Case studies

Australian-designed energy efficient Wi-Fi chips to boost the Internet of Things

Sydney based innovator Morse Micro is developing Wi-Fi HaLow silicon chips that use a fraction of the power consumed by traditional Wi-Fi chips and offer long-range, secure Wi-Fi for Internet of Things technologies.

The Wi-Fi HaLow chip uses the 900MHz radio band, which is lower than the 2.4GHz and 5GHz bands used by conventional Wi-Fi. It allows signals to reach further and pass through objects better using less power. It supports long-lasting battery life on devices which is an important feature for remote field-based applications.  

Over 8,000 devices can be connected to a single access point, with data rates of many megabits-per-second. This enables use in a wide range of applications; beyond the traditional IoT use cases of smart homes and sensor networks to industrial controls, asset management, video, retail signs and displays.

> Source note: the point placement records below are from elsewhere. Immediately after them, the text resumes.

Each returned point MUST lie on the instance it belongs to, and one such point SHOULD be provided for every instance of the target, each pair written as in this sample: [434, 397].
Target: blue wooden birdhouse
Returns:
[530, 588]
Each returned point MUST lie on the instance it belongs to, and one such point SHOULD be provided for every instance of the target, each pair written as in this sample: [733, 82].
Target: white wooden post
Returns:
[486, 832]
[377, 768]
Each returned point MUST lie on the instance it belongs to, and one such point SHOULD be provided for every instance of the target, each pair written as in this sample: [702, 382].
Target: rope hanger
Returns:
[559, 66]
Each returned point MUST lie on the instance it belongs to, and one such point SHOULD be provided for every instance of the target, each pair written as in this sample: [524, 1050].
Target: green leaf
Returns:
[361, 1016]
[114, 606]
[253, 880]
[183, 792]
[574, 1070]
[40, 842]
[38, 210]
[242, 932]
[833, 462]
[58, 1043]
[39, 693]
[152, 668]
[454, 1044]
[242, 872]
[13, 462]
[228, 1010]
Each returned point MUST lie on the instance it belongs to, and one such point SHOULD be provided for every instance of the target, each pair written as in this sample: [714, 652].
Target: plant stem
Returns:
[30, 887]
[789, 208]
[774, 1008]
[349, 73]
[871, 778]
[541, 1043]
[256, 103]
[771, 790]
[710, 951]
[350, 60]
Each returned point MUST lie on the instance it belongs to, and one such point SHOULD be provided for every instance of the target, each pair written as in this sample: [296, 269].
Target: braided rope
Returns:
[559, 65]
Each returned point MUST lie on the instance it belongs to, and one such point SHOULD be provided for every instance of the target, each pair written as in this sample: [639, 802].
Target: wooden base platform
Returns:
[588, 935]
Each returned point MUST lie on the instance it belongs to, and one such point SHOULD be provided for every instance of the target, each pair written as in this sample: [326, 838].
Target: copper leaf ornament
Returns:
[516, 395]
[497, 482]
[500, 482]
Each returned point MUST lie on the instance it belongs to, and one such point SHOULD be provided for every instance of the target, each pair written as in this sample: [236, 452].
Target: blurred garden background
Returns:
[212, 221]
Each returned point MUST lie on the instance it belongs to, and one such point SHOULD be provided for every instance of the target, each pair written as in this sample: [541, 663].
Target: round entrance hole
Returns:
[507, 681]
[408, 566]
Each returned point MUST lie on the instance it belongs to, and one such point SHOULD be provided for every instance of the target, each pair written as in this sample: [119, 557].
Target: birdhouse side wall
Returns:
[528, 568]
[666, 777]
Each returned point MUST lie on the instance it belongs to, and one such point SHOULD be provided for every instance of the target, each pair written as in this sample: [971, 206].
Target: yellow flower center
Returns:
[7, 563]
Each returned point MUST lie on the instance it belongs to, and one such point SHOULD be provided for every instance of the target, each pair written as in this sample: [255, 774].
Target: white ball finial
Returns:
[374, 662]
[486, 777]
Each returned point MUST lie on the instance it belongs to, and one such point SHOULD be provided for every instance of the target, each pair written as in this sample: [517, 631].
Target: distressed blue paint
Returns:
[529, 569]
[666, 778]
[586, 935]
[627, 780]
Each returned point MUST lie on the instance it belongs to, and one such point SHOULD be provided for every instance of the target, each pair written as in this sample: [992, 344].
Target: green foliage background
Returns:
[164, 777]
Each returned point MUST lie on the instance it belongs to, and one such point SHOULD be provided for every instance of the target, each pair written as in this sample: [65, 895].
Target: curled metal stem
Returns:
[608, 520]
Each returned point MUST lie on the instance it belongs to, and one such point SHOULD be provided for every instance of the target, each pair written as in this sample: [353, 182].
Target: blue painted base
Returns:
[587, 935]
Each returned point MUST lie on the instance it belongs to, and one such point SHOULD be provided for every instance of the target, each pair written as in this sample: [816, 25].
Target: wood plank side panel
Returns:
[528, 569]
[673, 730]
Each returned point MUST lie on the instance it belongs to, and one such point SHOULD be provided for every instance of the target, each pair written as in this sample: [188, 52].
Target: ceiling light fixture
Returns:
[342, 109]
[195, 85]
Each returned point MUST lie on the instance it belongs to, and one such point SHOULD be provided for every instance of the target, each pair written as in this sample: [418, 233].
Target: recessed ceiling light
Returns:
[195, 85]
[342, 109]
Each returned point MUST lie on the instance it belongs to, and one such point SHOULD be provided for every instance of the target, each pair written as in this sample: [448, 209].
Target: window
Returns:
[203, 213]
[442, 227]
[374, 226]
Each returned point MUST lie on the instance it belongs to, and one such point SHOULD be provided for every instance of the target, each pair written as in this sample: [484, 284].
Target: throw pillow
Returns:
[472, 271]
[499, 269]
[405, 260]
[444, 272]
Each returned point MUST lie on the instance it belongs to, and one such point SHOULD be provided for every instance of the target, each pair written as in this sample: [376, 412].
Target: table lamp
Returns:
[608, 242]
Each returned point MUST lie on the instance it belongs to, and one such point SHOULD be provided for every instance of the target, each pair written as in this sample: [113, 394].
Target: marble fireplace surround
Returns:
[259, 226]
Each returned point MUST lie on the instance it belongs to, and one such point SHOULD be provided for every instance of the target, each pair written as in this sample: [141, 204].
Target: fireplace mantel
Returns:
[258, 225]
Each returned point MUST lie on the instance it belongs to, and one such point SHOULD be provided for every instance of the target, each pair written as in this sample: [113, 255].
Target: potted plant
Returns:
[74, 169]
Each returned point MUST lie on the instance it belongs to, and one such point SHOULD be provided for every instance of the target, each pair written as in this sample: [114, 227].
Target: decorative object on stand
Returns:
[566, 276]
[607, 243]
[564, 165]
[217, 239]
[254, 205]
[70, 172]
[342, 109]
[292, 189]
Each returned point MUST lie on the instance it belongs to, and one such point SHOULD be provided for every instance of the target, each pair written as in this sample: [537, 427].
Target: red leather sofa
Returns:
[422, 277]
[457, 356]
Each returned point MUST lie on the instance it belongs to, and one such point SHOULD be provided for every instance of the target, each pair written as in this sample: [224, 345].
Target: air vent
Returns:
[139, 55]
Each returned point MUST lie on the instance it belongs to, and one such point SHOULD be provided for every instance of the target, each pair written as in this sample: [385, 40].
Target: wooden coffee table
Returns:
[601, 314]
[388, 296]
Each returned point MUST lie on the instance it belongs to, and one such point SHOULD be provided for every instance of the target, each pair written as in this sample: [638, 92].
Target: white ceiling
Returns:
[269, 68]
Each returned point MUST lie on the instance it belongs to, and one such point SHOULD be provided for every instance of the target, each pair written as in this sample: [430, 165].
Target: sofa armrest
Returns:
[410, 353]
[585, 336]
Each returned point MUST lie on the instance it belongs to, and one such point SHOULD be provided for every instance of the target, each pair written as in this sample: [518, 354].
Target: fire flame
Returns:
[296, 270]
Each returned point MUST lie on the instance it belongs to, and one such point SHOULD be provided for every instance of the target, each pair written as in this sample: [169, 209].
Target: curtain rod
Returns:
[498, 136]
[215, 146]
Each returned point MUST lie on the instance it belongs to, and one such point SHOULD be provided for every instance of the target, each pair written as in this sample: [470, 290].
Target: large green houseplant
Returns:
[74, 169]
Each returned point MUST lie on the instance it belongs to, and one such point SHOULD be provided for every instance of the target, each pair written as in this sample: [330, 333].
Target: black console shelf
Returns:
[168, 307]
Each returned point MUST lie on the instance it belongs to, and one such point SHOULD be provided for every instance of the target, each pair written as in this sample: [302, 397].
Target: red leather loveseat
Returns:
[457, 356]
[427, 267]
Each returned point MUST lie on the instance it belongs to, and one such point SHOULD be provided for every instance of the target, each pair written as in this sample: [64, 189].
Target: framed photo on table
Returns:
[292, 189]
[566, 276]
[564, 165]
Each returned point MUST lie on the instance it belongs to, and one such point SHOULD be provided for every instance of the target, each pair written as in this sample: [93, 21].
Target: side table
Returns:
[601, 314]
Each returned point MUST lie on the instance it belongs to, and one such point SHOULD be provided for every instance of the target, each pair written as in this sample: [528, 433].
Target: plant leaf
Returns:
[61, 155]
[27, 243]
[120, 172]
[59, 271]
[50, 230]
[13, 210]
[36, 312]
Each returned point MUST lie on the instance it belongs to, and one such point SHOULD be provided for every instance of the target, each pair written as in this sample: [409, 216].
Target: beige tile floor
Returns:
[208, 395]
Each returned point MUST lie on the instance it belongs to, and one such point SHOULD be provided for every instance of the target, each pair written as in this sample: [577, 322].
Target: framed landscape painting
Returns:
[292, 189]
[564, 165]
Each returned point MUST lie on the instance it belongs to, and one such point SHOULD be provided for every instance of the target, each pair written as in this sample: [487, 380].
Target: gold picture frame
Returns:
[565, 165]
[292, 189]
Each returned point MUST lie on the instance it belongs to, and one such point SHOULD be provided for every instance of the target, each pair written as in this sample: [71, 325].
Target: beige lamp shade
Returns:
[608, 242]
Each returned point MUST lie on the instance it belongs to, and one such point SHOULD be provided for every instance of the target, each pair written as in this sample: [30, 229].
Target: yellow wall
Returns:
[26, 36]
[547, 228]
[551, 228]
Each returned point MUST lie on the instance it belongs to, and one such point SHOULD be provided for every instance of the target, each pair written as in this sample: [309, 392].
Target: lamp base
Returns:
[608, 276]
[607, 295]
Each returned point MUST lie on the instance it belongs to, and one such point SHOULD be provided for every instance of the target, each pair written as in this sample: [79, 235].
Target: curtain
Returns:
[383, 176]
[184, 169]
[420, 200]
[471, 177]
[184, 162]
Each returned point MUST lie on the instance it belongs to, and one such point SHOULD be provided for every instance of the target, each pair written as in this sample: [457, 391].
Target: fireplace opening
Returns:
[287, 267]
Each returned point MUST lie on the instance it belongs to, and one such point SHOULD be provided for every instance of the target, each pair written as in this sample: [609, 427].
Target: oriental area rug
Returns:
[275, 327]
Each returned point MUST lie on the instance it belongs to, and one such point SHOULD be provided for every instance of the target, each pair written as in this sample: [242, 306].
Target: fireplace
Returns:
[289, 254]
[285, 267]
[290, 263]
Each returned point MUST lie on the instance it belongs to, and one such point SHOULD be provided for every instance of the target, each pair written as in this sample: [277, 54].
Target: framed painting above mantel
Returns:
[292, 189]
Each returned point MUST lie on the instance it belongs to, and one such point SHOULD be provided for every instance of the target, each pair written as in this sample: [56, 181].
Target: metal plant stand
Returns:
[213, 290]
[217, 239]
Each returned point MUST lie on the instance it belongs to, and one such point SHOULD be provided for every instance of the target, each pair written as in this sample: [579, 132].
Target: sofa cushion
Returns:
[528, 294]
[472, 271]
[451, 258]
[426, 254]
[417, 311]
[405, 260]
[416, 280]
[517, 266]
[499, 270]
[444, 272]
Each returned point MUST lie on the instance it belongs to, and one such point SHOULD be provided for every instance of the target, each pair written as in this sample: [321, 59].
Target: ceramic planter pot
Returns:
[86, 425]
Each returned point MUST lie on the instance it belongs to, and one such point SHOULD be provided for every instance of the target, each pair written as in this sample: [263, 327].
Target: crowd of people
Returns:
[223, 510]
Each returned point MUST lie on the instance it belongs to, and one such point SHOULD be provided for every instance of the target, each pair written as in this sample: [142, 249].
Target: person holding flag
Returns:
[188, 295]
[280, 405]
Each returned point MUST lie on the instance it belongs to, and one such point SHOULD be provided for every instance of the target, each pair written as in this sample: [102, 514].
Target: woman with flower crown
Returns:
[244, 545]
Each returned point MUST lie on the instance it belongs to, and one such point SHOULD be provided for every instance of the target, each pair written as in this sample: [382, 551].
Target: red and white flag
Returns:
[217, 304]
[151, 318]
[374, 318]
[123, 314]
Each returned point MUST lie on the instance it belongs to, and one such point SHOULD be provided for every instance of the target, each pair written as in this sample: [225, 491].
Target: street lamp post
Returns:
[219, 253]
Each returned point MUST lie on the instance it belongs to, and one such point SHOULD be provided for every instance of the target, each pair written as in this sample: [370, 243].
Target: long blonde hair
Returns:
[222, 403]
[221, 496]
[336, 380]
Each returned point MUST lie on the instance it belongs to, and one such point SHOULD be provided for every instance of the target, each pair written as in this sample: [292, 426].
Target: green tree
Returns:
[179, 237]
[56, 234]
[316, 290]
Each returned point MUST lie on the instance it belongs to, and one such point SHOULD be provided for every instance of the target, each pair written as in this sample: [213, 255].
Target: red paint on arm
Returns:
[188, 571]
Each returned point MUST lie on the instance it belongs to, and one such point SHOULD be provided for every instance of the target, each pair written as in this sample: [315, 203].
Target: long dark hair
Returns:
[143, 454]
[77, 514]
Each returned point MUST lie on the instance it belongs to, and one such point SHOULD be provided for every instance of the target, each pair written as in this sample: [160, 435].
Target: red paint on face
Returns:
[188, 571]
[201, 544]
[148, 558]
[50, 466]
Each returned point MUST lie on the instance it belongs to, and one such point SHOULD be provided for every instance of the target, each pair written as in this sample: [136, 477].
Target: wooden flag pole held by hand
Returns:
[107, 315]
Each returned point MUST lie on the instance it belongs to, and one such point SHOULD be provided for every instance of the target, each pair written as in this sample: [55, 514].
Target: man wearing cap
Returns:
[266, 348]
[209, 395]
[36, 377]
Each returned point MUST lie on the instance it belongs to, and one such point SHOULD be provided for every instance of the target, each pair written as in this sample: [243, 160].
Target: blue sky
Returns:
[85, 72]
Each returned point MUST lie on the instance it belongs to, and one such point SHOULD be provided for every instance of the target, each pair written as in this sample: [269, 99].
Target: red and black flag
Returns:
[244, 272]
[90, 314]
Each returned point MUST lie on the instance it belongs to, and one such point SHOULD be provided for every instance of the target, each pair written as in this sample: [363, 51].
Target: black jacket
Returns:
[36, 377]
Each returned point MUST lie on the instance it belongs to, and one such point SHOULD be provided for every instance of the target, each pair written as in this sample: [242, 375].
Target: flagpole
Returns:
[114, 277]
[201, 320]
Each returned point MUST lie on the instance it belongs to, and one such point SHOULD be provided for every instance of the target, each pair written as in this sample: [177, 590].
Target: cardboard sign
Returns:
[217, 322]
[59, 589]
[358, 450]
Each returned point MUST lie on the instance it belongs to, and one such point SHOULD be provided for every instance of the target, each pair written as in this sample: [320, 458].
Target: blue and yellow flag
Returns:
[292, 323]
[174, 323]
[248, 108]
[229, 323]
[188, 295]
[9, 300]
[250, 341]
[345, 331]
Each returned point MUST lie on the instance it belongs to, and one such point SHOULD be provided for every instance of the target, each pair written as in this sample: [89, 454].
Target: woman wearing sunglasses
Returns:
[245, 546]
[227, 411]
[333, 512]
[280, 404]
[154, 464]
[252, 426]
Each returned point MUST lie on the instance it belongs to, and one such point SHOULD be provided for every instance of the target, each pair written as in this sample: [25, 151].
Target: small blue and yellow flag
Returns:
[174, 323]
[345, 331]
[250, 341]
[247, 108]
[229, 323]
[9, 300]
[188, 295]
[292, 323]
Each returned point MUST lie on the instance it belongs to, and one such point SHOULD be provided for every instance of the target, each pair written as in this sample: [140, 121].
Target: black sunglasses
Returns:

Morse Micro was founded in 2016 by two leading technology infrastructure engineers Andy Terry and Michael De Nil, who have a background in smartphone chip development.

The Clean Energy Innovation Fund invested $1.8 million as part of the $23.8 million Series A capital raising by Morse Micro in May 2019. The capital raising will help bring the Wi-FI HaLow chips to mass production and commercialisation.  Morse Micro, which is headquartered in Sydney is developing technology for a global market.

CSIRO-backed Main Sequence Ventures co-led the capital raising with world-renowned leader in the semiconductor space Ray Stata. Blackbird Ventures, Skip Capital, Right Click Capital and Uniseed have also subscribed.